Corporate Spending: Why so Little?
by Madeleine Scinto, The Financialist
Difficult economic conditions over the last four years have caused American and European companies to curb spending in an attempt to grow their cash reserves.
The looming question is: When will they start spending again?
American companies seem poised to open their checkbooks sooner than their European counterparts, according to a recent Credit Suisse survey of 120 European and U.S. corporations. While the Euro-zone crisis and the U.S. fiscal cliff have made companies in both places hesitant to spend, European companies face higher hurdles and are less optimistic about the future, the Credit Suisse Executive Panel reported.
“The spending plans of European corporates have deteriorated markedly,” the Executive Panel report said. “The picture is most acute in the peripheral countries of the Eurozone, though perhaps worryingly, Germany has seen the picture soften.”
Credit Suisse analysts and other observers correctly believed American politicians would resolve the fiscal cliff debate, sparing the nation a possible second recession. The survey suggested that companies might start spending once the debate was resolved, releasing some pent-up demand. Europeans are not so lucky.
“There are two crises. One (was) a made-up political crisis,” Aris Protopapadakis, a finance professor at the University of Southern California’s Marshall School of Business told The Financialist. “The other one is an actual crisis in Europe. Europe faces serious structural problems.”
Nearly 66 percent of the European companies surveyed said in October that they plan to cut spending in the next six months – a jump of 3 percentage points since May. Three-quarters of the European respondents blamed the euro-zone crisis for their decisions to postpone or cancel projects.
Meanwhile, 69 percent of American companies said they plan to increase spending in 2013, compared to 31 percent who planned to cut. Still, 38 percent of companies surveyed said they planned to delay or cancel projects due to the uncertainty surrounding the fiscal cliff.

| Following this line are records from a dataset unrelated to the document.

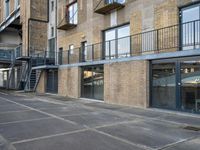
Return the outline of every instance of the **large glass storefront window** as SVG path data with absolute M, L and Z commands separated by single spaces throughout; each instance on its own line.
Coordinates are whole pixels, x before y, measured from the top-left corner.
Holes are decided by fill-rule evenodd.
M 103 93 L 103 65 L 83 67 L 81 97 L 103 100 Z
M 200 105 L 200 61 L 181 62 L 181 107 L 199 111 Z
M 153 107 L 176 108 L 175 63 L 153 65 Z
M 125 25 L 105 31 L 105 58 L 130 56 L 130 26 Z
M 200 112 L 200 58 L 153 61 L 152 107 Z

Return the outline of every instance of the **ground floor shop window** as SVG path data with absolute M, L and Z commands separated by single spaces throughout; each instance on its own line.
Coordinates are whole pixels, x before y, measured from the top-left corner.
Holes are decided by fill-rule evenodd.
M 200 112 L 200 58 L 153 61 L 151 105 Z
M 103 65 L 82 67 L 81 97 L 103 100 Z

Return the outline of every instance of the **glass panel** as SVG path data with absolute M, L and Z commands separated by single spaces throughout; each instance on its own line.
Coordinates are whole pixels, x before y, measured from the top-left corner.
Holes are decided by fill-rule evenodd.
M 77 24 L 78 23 L 78 5 L 77 3 L 69 7 L 69 23 Z
M 103 100 L 104 71 L 103 66 L 83 68 L 82 97 Z
M 116 51 L 116 31 L 110 30 L 105 32 L 105 41 L 106 41 L 106 58 L 109 58 L 109 53 L 111 58 L 115 58 Z
M 118 55 L 119 57 L 130 56 L 130 27 L 125 26 L 118 29 Z
M 200 62 L 181 63 L 182 109 L 200 111 Z
M 197 43 L 199 43 L 200 23 L 199 21 L 196 20 L 199 19 L 200 19 L 199 6 L 193 8 L 186 8 L 182 11 L 182 23 L 186 23 L 182 25 L 183 50 L 197 48 L 196 47 Z
M 93 70 L 94 76 L 94 99 L 103 100 L 103 93 L 104 93 L 104 71 L 103 66 L 96 67 Z
M 82 96 L 92 98 L 93 95 L 93 73 L 92 68 L 83 69 Z
M 175 63 L 161 63 L 152 66 L 152 106 L 167 109 L 176 108 Z

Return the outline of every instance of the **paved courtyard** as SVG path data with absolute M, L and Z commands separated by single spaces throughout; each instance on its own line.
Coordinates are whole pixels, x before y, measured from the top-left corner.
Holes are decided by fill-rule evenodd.
M 0 150 L 198 150 L 200 116 L 0 92 Z

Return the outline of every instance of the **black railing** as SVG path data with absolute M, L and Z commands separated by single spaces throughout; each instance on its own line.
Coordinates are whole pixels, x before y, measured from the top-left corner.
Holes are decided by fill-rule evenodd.
M 56 65 L 56 52 L 37 52 L 31 56 L 32 66 Z
M 200 48 L 200 20 L 63 51 L 60 64 Z

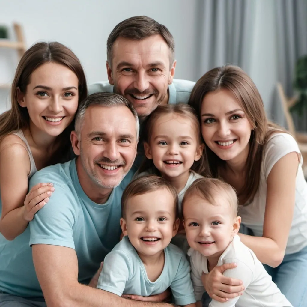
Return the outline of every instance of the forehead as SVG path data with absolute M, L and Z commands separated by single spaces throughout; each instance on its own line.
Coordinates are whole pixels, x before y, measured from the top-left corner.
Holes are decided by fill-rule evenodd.
M 201 106 L 202 113 L 226 113 L 237 109 L 243 110 L 240 102 L 231 92 L 223 89 L 207 94 Z
M 87 109 L 81 133 L 93 131 L 107 135 L 136 134 L 136 120 L 131 111 L 124 106 L 92 106 Z
M 152 134 L 165 134 L 168 135 L 194 134 L 196 133 L 195 125 L 188 116 L 182 116 L 176 113 L 162 114 L 154 123 Z
M 30 84 L 42 85 L 59 86 L 62 88 L 72 85 L 77 87 L 78 78 L 66 66 L 49 62 L 41 65 L 31 74 Z
M 212 203 L 201 196 L 197 193 L 190 194 L 185 202 L 184 212 L 185 215 L 196 213 L 201 216 L 210 217 L 211 215 L 219 214 L 228 216 L 231 206 L 227 196 L 224 192 L 220 191 L 213 193 L 214 203 Z M 205 214 L 204 213 L 205 212 Z
M 126 62 L 136 66 L 145 65 L 161 62 L 166 66 L 169 64 L 170 52 L 166 42 L 159 35 L 140 41 L 119 37 L 112 47 L 112 64 Z
M 130 197 L 127 209 L 130 213 L 138 210 L 151 213 L 164 211 L 173 213 L 174 202 L 169 190 L 166 188 L 161 188 Z

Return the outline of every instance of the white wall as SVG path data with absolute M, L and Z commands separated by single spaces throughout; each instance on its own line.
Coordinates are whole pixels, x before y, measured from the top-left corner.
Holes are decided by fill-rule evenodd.
M 57 41 L 70 48 L 80 60 L 90 84 L 107 80 L 107 40 L 113 28 L 126 18 L 146 15 L 165 25 L 174 37 L 176 77 L 194 80 L 196 63 L 192 46 L 195 45 L 197 3 L 197 0 L 0 0 L 0 23 L 11 25 L 15 21 L 21 24 L 28 47 L 43 40 Z M 0 83 L 11 81 L 17 65 L 7 51 L 0 50 Z M 3 91 L 0 91 L 2 101 Z
M 176 77 L 196 81 L 200 54 L 196 50 L 197 10 L 203 1 L 0 0 L 0 23 L 21 24 L 28 47 L 41 40 L 66 45 L 80 59 L 91 83 L 107 80 L 106 41 L 114 27 L 132 16 L 146 15 L 164 24 L 174 37 Z M 279 0 L 254 1 L 250 74 L 268 110 L 277 80 L 274 6 Z M 11 81 L 16 58 L 8 50 L 0 49 L 0 83 Z M 4 103 L 8 94 L 8 91 L 0 90 L 0 112 L 9 106 Z

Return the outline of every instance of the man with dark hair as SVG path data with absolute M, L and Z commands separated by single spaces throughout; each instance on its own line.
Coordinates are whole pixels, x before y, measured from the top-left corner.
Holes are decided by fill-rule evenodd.
M 146 16 L 119 23 L 107 41 L 108 81 L 89 92 L 114 92 L 133 105 L 140 121 L 160 104 L 187 103 L 195 83 L 174 79 L 175 43 L 167 28 Z

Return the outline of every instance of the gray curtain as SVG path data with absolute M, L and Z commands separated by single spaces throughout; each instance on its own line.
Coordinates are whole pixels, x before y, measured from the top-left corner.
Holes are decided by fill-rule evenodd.
M 249 73 L 254 0 L 200 0 L 197 50 L 200 77 L 217 66 L 238 65 Z
M 307 54 L 307 1 L 275 0 L 276 6 L 278 79 L 288 97 L 293 86 L 295 63 Z M 277 107 L 276 104 L 273 107 Z M 272 113 L 276 112 L 273 109 Z M 307 130 L 307 111 L 301 117 L 293 115 L 298 130 Z

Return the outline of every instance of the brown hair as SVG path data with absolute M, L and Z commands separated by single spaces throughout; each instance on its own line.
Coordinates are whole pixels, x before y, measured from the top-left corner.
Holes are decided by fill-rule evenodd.
M 213 205 L 217 204 L 215 196 L 224 193 L 227 196 L 229 204 L 234 215 L 237 216 L 238 212 L 238 197 L 234 189 L 230 185 L 223 180 L 214 178 L 200 178 L 195 180 L 189 187 L 185 193 L 182 200 L 182 212 L 185 203 L 191 195 L 196 194 Z
M 199 144 L 202 144 L 200 126 L 195 110 L 190 106 L 183 103 L 168 104 L 158 107 L 146 120 L 145 127 L 142 132 L 142 139 L 149 144 L 150 136 L 152 134 L 154 125 L 157 119 L 162 115 L 169 114 L 177 114 L 181 117 L 190 119 L 195 129 L 198 138 L 197 142 Z M 198 161 L 194 161 L 191 169 L 197 173 L 202 174 L 204 171 L 204 165 L 205 160 L 203 154 Z M 159 170 L 154 166 L 153 160 L 145 157 L 138 171 L 141 173 L 152 168 L 154 169 L 155 174 L 159 175 L 161 175 Z
M 130 182 L 126 187 L 122 196 L 122 217 L 125 218 L 127 203 L 130 198 L 133 196 L 164 188 L 169 191 L 173 196 L 175 206 L 176 218 L 178 217 L 179 216 L 178 195 L 176 189 L 164 178 L 154 175 L 143 176 L 137 178 Z
M 188 103 L 196 110 L 200 122 L 201 106 L 206 95 L 222 89 L 229 91 L 235 95 L 254 127 L 246 164 L 245 183 L 242 190 L 244 192 L 238 195 L 243 200 L 242 204 L 245 204 L 251 200 L 258 189 L 263 146 L 272 134 L 282 129 L 268 121 L 262 99 L 251 78 L 240 68 L 231 65 L 211 69 L 194 86 Z M 208 175 L 218 177 L 219 167 L 224 165 L 225 161 L 220 159 L 205 143 L 204 151 Z
M 110 33 L 107 41 L 107 56 L 112 66 L 112 48 L 119 37 L 141 41 L 153 35 L 160 35 L 163 38 L 170 51 L 170 65 L 175 60 L 174 38 L 167 28 L 147 16 L 135 16 L 120 22 Z
M 45 63 L 52 62 L 64 65 L 76 74 L 79 81 L 79 103 L 87 95 L 85 76 L 79 60 L 69 48 L 57 42 L 37 43 L 32 46 L 23 56 L 19 61 L 12 86 L 12 108 L 0 115 L 0 142 L 12 132 L 29 126 L 29 114 L 27 108 L 22 107 L 17 99 L 17 89 L 25 93 L 30 83 L 32 73 Z M 60 154 L 66 155 L 70 147 L 69 137 L 74 129 L 74 119 L 61 134 L 62 146 L 60 146 Z M 59 153 L 59 154 L 57 154 Z M 60 153 L 57 153 L 60 155 Z

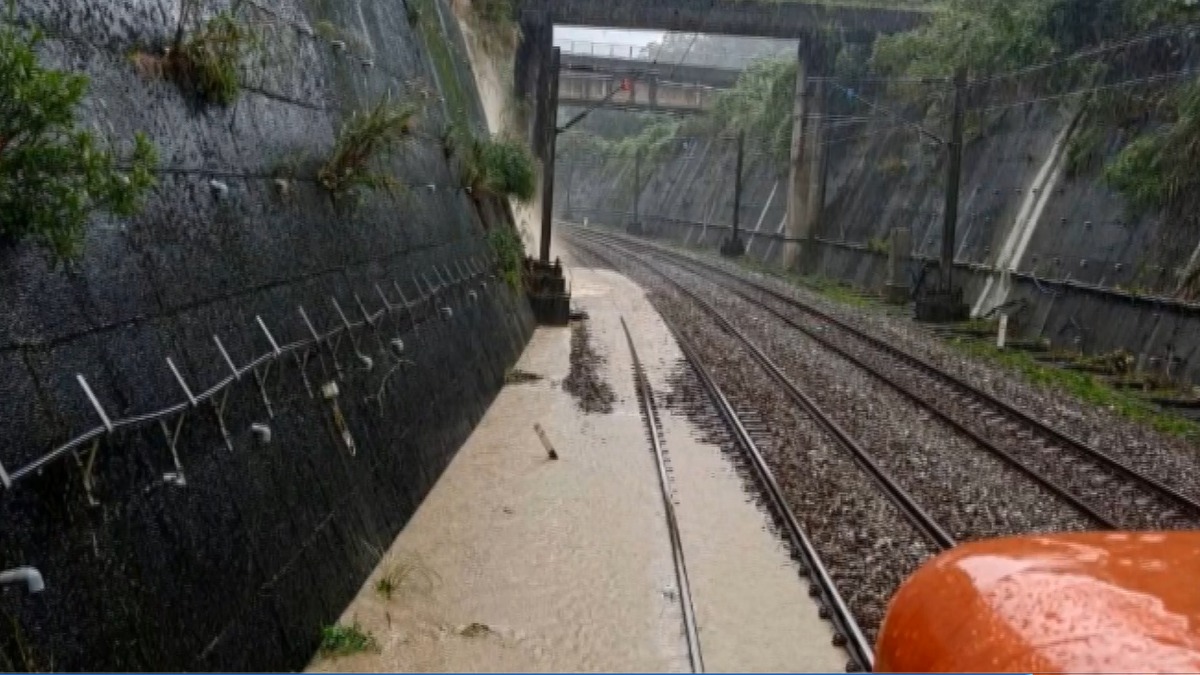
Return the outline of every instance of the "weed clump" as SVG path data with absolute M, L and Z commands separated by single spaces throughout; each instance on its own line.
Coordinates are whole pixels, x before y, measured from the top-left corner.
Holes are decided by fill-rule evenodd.
M 216 14 L 188 35 L 184 25 L 197 8 L 194 0 L 185 4 L 175 42 L 163 55 L 138 53 L 133 60 L 143 74 L 169 79 L 203 101 L 228 106 L 241 91 L 238 67 L 258 47 L 259 35 L 232 11 Z
M 379 643 L 374 635 L 364 632 L 358 621 L 352 626 L 325 626 L 320 631 L 320 653 L 325 657 L 349 656 L 378 649 Z
M 462 181 L 473 195 L 533 199 L 538 190 L 533 156 L 516 141 L 473 138 L 464 143 Z
M 134 137 L 118 159 L 76 126 L 88 78 L 43 68 L 40 32 L 0 19 L 0 237 L 31 239 L 59 259 L 78 256 L 88 216 L 133 215 L 155 185 L 154 144 Z
M 373 168 L 374 161 L 412 136 L 419 108 L 415 103 L 380 98 L 366 112 L 355 112 L 342 126 L 334 154 L 317 174 L 335 196 L 358 190 L 397 190 L 398 183 Z
M 508 226 L 493 227 L 487 233 L 487 243 L 496 255 L 496 264 L 500 277 L 514 291 L 520 291 L 524 282 L 524 244 L 516 229 Z

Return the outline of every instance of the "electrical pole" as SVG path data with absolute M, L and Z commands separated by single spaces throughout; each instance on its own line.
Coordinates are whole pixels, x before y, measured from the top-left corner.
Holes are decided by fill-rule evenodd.
M 738 163 L 737 175 L 733 177 L 733 233 L 721 245 L 721 255 L 737 257 L 745 253 L 745 245 L 738 234 L 738 225 L 742 219 L 742 167 L 745 157 L 746 132 L 738 132 Z
M 954 251 L 959 225 L 959 183 L 962 175 L 962 126 L 966 117 L 967 71 L 960 67 L 954 73 L 954 118 L 950 120 L 950 139 L 944 143 L 946 159 L 946 213 L 942 227 L 941 283 L 936 288 L 923 288 L 917 295 L 917 321 L 962 321 L 970 307 L 962 301 L 962 288 L 954 285 Z
M 541 177 L 541 250 L 539 251 L 542 264 L 550 264 L 550 233 L 554 217 L 554 150 L 558 144 L 558 67 L 562 52 L 554 47 L 550 54 L 550 70 L 544 71 L 547 82 L 548 97 L 546 106 L 545 127 L 541 133 L 542 148 L 542 177 Z
M 642 215 L 641 215 L 641 201 L 642 201 L 642 149 L 637 148 L 637 155 L 634 157 L 634 222 L 630 225 L 630 231 L 635 234 L 642 233 Z
M 954 73 L 954 119 L 950 121 L 949 159 L 946 162 L 949 174 L 946 177 L 946 214 L 942 228 L 942 285 L 948 293 L 954 292 L 954 251 L 955 229 L 959 225 L 959 183 L 962 177 L 962 126 L 967 71 L 964 67 Z

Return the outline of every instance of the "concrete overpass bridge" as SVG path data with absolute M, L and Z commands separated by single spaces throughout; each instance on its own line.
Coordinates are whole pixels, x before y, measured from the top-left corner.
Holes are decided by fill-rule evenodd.
M 517 0 L 516 5 L 522 35 L 515 67 L 516 94 L 518 100 L 534 103 L 529 138 L 535 156 L 541 160 L 542 171 L 539 251 L 542 262 L 550 261 L 553 214 L 556 118 L 562 86 L 562 53 L 553 46 L 553 28 L 559 24 L 776 37 L 799 42 L 784 262 L 790 269 L 802 271 L 811 267 L 815 251 L 812 232 L 821 217 L 824 195 L 824 173 L 814 171 L 814 167 L 824 161 L 824 82 L 833 74 L 836 58 L 824 42 L 824 31 L 832 28 L 842 40 L 871 42 L 881 34 L 912 30 L 928 16 L 913 10 L 856 7 L 835 1 Z
M 713 107 L 721 91 L 703 84 L 635 79 L 630 91 L 608 95 L 620 86 L 622 78 L 611 74 L 563 72 L 558 78 L 558 104 L 599 106 L 618 110 L 644 110 L 697 114 Z
M 739 74 L 732 68 L 664 67 L 650 61 L 562 54 L 558 104 L 696 114 L 710 109 L 718 94 L 732 88 Z M 630 91 L 610 96 L 623 80 L 631 83 Z
M 518 11 L 548 12 L 559 25 L 656 29 L 794 40 L 834 26 L 870 40 L 917 28 L 924 13 L 779 0 L 518 0 Z

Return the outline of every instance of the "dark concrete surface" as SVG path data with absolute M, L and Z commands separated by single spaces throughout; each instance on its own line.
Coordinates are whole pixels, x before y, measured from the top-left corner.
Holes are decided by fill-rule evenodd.
M 49 34 L 46 64 L 91 78 L 84 123 L 118 143 L 146 132 L 161 173 L 143 213 L 97 217 L 84 256 L 66 269 L 30 245 L 0 249 L 0 462 L 10 472 L 98 424 L 76 374 L 114 418 L 157 411 L 184 400 L 167 357 L 196 393 L 228 375 L 212 335 L 244 365 L 270 348 L 256 316 L 280 344 L 301 340 L 299 306 L 329 330 L 340 321 L 330 298 L 359 316 L 355 294 L 372 311 L 382 306 L 376 283 L 398 303 L 392 280 L 414 298 L 414 273 L 488 255 L 486 227 L 499 223 L 494 215 L 485 223 L 457 190 L 432 139 L 444 124 L 436 94 L 421 136 L 391 160 L 410 185 L 403 195 L 352 207 L 311 179 L 286 196 L 274 184 L 289 157 L 318 166 L 349 110 L 432 82 L 403 2 L 245 6 L 264 43 L 228 108 L 144 79 L 127 59 L 170 40 L 178 0 L 20 0 L 17 11 Z M 338 54 L 298 29 L 320 19 L 356 34 L 362 49 Z M 216 198 L 214 179 L 228 185 L 227 198 Z M 186 486 L 163 482 L 175 465 L 150 423 L 101 438 L 97 506 L 84 491 L 89 447 L 83 461 L 68 454 L 0 490 L 0 568 L 32 565 L 47 584 L 32 596 L 0 589 L 0 669 L 301 668 L 530 334 L 523 299 L 497 281 L 472 289 L 478 301 L 467 287 L 446 292 L 439 304 L 454 309 L 449 321 L 422 310 L 416 330 L 404 318 L 379 338 L 362 334 L 376 369 L 338 381 L 353 456 L 330 405 L 319 392 L 310 398 L 300 366 L 286 358 L 268 383 L 274 417 L 248 374 L 228 389 L 232 453 L 210 406 L 188 412 L 178 447 Z M 382 346 L 396 335 L 414 363 L 394 374 L 380 405 L 368 396 L 388 370 Z M 334 354 L 311 357 L 304 372 L 314 388 L 337 378 Z M 354 363 L 348 340 L 336 358 Z M 178 417 L 166 422 L 173 430 Z M 254 423 L 270 425 L 270 444 L 254 440 Z
M 872 96 L 886 101 L 883 92 L 868 92 L 868 98 Z M 1069 107 L 1052 104 L 1009 108 L 989 115 L 982 133 L 970 141 L 960 201 L 960 264 L 995 263 L 1004 235 L 1030 197 L 1034 175 L 1070 115 Z M 872 240 L 883 243 L 892 228 L 910 227 L 917 256 L 938 255 L 944 165 L 940 155 L 922 150 L 912 132 L 890 119 L 830 131 L 830 137 L 852 141 L 830 145 L 826 207 L 817 235 L 827 243 L 818 245 L 818 271 L 882 291 L 887 255 L 872 252 Z M 1110 154 L 1120 148 L 1116 141 L 1114 135 L 1106 144 Z M 643 220 L 662 237 L 689 244 L 702 240 L 716 250 L 732 222 L 734 157 L 736 148 L 728 141 L 698 138 L 690 156 L 682 147 L 677 149 L 661 167 L 647 172 L 641 196 Z M 574 175 L 564 161 L 560 171 L 558 203 L 568 203 L 565 190 L 572 186 L 574 219 L 586 216 L 592 222 L 623 226 L 632 196 L 622 190 L 619 172 L 606 171 L 595 161 L 583 161 Z M 786 179 L 786 167 L 769 156 L 748 161 L 740 221 L 751 241 L 751 258 L 779 262 L 781 243 L 751 238 L 751 232 L 760 219 L 764 233 L 779 227 L 787 208 Z M 776 181 L 779 190 L 767 208 Z M 1050 195 L 1018 268 L 1024 276 L 1013 280 L 1008 300 L 1027 305 L 1014 327 L 1021 336 L 1048 338 L 1055 345 L 1079 346 L 1088 353 L 1129 350 L 1151 371 L 1160 372 L 1162 364 L 1178 359 L 1172 374 L 1196 382 L 1200 312 L 1153 299 L 1175 295 L 1178 271 L 1196 245 L 1195 232 L 1186 222 L 1130 209 L 1103 183 L 1097 168 L 1064 177 Z M 913 279 L 922 264 L 917 261 L 911 267 Z M 960 271 L 970 300 L 984 288 L 986 276 L 979 270 Z M 1105 288 L 1112 292 L 1104 293 Z M 1130 298 L 1130 292 L 1145 298 Z

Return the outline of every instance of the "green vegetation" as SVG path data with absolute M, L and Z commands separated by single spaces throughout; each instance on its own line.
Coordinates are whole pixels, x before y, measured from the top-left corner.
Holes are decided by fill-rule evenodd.
M 946 0 L 925 26 L 882 37 L 871 64 L 884 76 L 947 77 L 962 66 L 971 77 L 985 78 L 1198 18 L 1200 4 L 1194 0 Z M 1062 62 L 1022 78 L 1020 96 L 1085 90 L 1111 82 L 1121 67 L 1105 59 Z M 1067 102 L 1075 106 L 1080 100 Z M 1200 83 L 1158 84 L 1138 95 L 1102 90 L 1082 106 L 1088 114 L 1070 141 L 1068 174 L 1100 166 L 1105 141 L 1121 129 L 1129 141 L 1103 165 L 1103 175 L 1134 209 L 1178 207 L 1200 187 L 1194 171 L 1200 159 Z
M 487 233 L 487 243 L 496 253 L 500 277 L 514 291 L 520 291 L 524 280 L 524 244 L 517 231 L 506 225 L 497 225 Z
M 118 159 L 78 129 L 88 78 L 42 67 L 40 40 L 0 19 L 0 237 L 30 239 L 61 261 L 79 255 L 94 211 L 137 213 L 157 154 L 138 133 Z
M 374 168 L 413 132 L 420 108 L 384 96 L 366 112 L 355 112 L 342 126 L 334 154 L 317 178 L 335 196 L 359 190 L 397 190 L 400 184 Z
M 1080 370 L 1067 370 L 1040 364 L 1027 352 L 997 350 L 974 340 L 952 340 L 950 345 L 971 356 L 995 363 L 1040 387 L 1066 392 L 1076 399 L 1108 408 L 1127 419 L 1147 424 L 1171 436 L 1200 440 L 1200 424 L 1177 414 L 1163 412 L 1136 394 L 1114 389 L 1103 378 Z
M 462 181 L 473 195 L 533 199 L 538 191 L 533 155 L 508 138 L 469 138 L 463 143 Z
M 442 32 L 442 22 L 438 20 L 438 8 L 434 2 L 436 0 L 408 0 L 409 7 L 415 10 L 415 20 L 425 41 L 425 48 L 433 61 L 433 72 L 437 76 L 442 96 L 445 98 L 450 119 L 457 125 L 467 126 L 469 124 L 469 89 L 463 86 L 458 78 L 454 48 L 450 40 Z M 409 20 L 413 20 L 412 13 Z
M 389 560 L 383 575 L 376 581 L 376 592 L 384 599 L 391 599 L 392 593 L 404 586 L 419 591 L 430 591 L 440 581 L 438 574 L 416 560 Z
M 792 148 L 794 101 L 796 59 L 757 60 L 716 97 L 708 124 L 715 132 L 745 132 L 782 162 Z
M 322 36 L 323 38 L 330 42 L 340 41 L 344 42 L 347 46 L 349 46 L 352 49 L 356 52 L 366 50 L 366 43 L 358 34 L 346 30 L 334 24 L 334 22 L 330 22 L 328 19 L 322 19 L 314 23 L 312 28 L 313 31 L 317 32 L 317 35 Z
M 355 621 L 353 626 L 325 626 L 320 631 L 320 655 L 325 657 L 349 656 L 365 651 L 377 651 L 374 635 L 366 633 Z
M 484 48 L 493 54 L 508 55 L 516 47 L 514 17 L 512 0 L 470 0 L 468 18 Z
M 185 17 L 194 13 L 198 6 L 199 2 L 187 2 Z M 241 90 L 238 67 L 258 43 L 259 35 L 235 18 L 233 11 L 210 18 L 191 35 L 186 34 L 181 20 L 174 47 L 157 59 L 155 70 L 204 101 L 228 106 L 238 100 Z M 142 60 L 154 61 L 145 55 Z
M 1200 82 L 1163 97 L 1166 123 L 1126 145 L 1104 168 L 1104 179 L 1138 209 L 1176 203 L 1200 187 Z

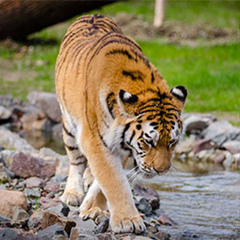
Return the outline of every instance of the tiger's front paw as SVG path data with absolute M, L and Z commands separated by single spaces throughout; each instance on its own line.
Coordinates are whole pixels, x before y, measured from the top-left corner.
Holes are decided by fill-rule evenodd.
M 134 217 L 111 217 L 110 220 L 111 228 L 116 233 L 134 232 L 141 233 L 146 230 L 146 226 L 140 215 Z
M 97 217 L 109 217 L 109 213 L 102 210 L 100 207 L 92 207 L 88 210 L 81 210 L 79 217 L 83 220 L 87 220 L 89 218 L 95 220 Z
M 63 195 L 60 197 L 60 200 L 67 205 L 71 206 L 80 206 L 83 201 L 84 195 L 81 192 L 77 192 L 74 189 L 64 191 Z

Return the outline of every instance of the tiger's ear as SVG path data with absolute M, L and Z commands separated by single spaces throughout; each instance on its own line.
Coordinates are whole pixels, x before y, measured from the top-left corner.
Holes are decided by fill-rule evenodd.
M 126 92 L 124 90 L 119 91 L 119 97 L 122 100 L 123 103 L 136 103 L 138 101 L 138 96 L 133 95 L 129 92 Z
M 119 91 L 117 102 L 122 114 L 128 117 L 133 116 L 135 112 L 134 103 L 136 103 L 137 101 L 138 101 L 137 95 L 131 94 L 122 89 Z
M 180 85 L 172 88 L 170 92 L 173 95 L 173 101 L 182 110 L 188 95 L 187 89 Z

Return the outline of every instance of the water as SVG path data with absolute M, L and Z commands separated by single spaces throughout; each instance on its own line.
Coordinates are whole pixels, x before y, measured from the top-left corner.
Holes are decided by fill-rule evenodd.
M 161 209 L 178 223 L 162 226 L 172 239 L 240 239 L 240 173 L 188 165 L 143 184 L 156 189 Z
M 47 146 L 65 154 L 62 142 L 49 137 L 33 136 L 28 141 L 36 148 Z M 160 208 L 178 223 L 161 229 L 170 233 L 171 240 L 240 240 L 240 173 L 193 161 L 173 164 L 177 171 L 142 181 L 159 192 Z

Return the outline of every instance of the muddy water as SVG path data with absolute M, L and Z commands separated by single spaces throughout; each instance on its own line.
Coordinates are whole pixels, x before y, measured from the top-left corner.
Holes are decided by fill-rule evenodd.
M 161 228 L 172 239 L 240 239 L 240 173 L 177 165 L 175 172 L 143 181 L 159 192 L 161 209 L 178 223 Z

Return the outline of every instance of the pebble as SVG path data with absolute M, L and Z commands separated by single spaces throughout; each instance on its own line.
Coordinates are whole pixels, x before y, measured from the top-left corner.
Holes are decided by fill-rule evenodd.
M 11 220 L 12 225 L 26 225 L 30 215 L 21 207 L 15 207 L 13 209 L 13 217 Z
M 38 177 L 30 177 L 24 181 L 27 188 L 43 188 L 46 183 L 43 179 Z
M 39 231 L 36 236 L 38 240 L 52 240 L 55 235 L 68 236 L 63 227 L 58 223 Z
M 10 170 L 22 178 L 50 178 L 55 174 L 56 165 L 20 152 L 13 156 Z
M 27 198 L 20 191 L 0 190 L 0 215 L 12 217 L 14 207 L 27 210 Z

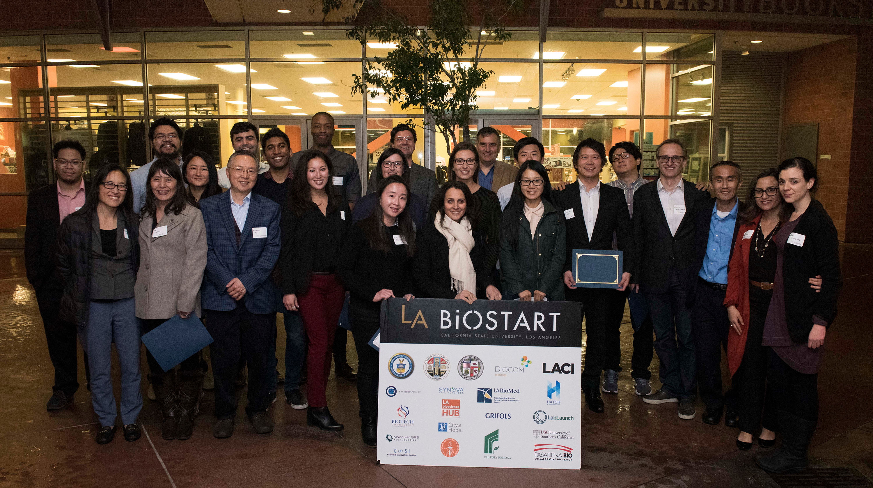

A recent Business Roundtable survey of 143 CEOs this week showed 23 percent expected to cut capital spending in 2013 – up from 19 percent in September.
The difference in attitudes reflects the two regions’ economic performances. Eurozone GDP fell 0.1 percent in the third quarter, while the U.S. experienced a 2.7 percent surge. A recent Credit Suisse report, “Corporate spending: two steps forward, one step back,” said European corporate spending does not usually pick up until GDP growth reaches between 0.5 percent and 1 percent.
Negative growth and Eurozone uncertainty also make it difficult for European companies to access financing: 48 percent of them told Credit Suisse they found it harder to get a loan in November than in May. European companies are also starting to see cash levels fall, the Credit Suisse report highlights.
U.S. corporate balance sheets are notably stronger. The Credit Suisse note said American corporations have $200 billion more on their balance sheets than they did at the end of 2007. That’s equivalent to 4.5 percent of assets, a level not seen since the 1960s.
Even among the companies in both regions who plan to cut spending, the outlook is different in the U.S. and Europe.
Both European and U.S. businesses plan to cut spending on lighter sectors like advertising and travel. But European respondents also said they will stifle machinery and plant investment by 15 percent.
“They know they have a real crisis,” said Protopapadakis. “If you know people are not going to demand your products, you’re just not going to order new machines or start new plants.”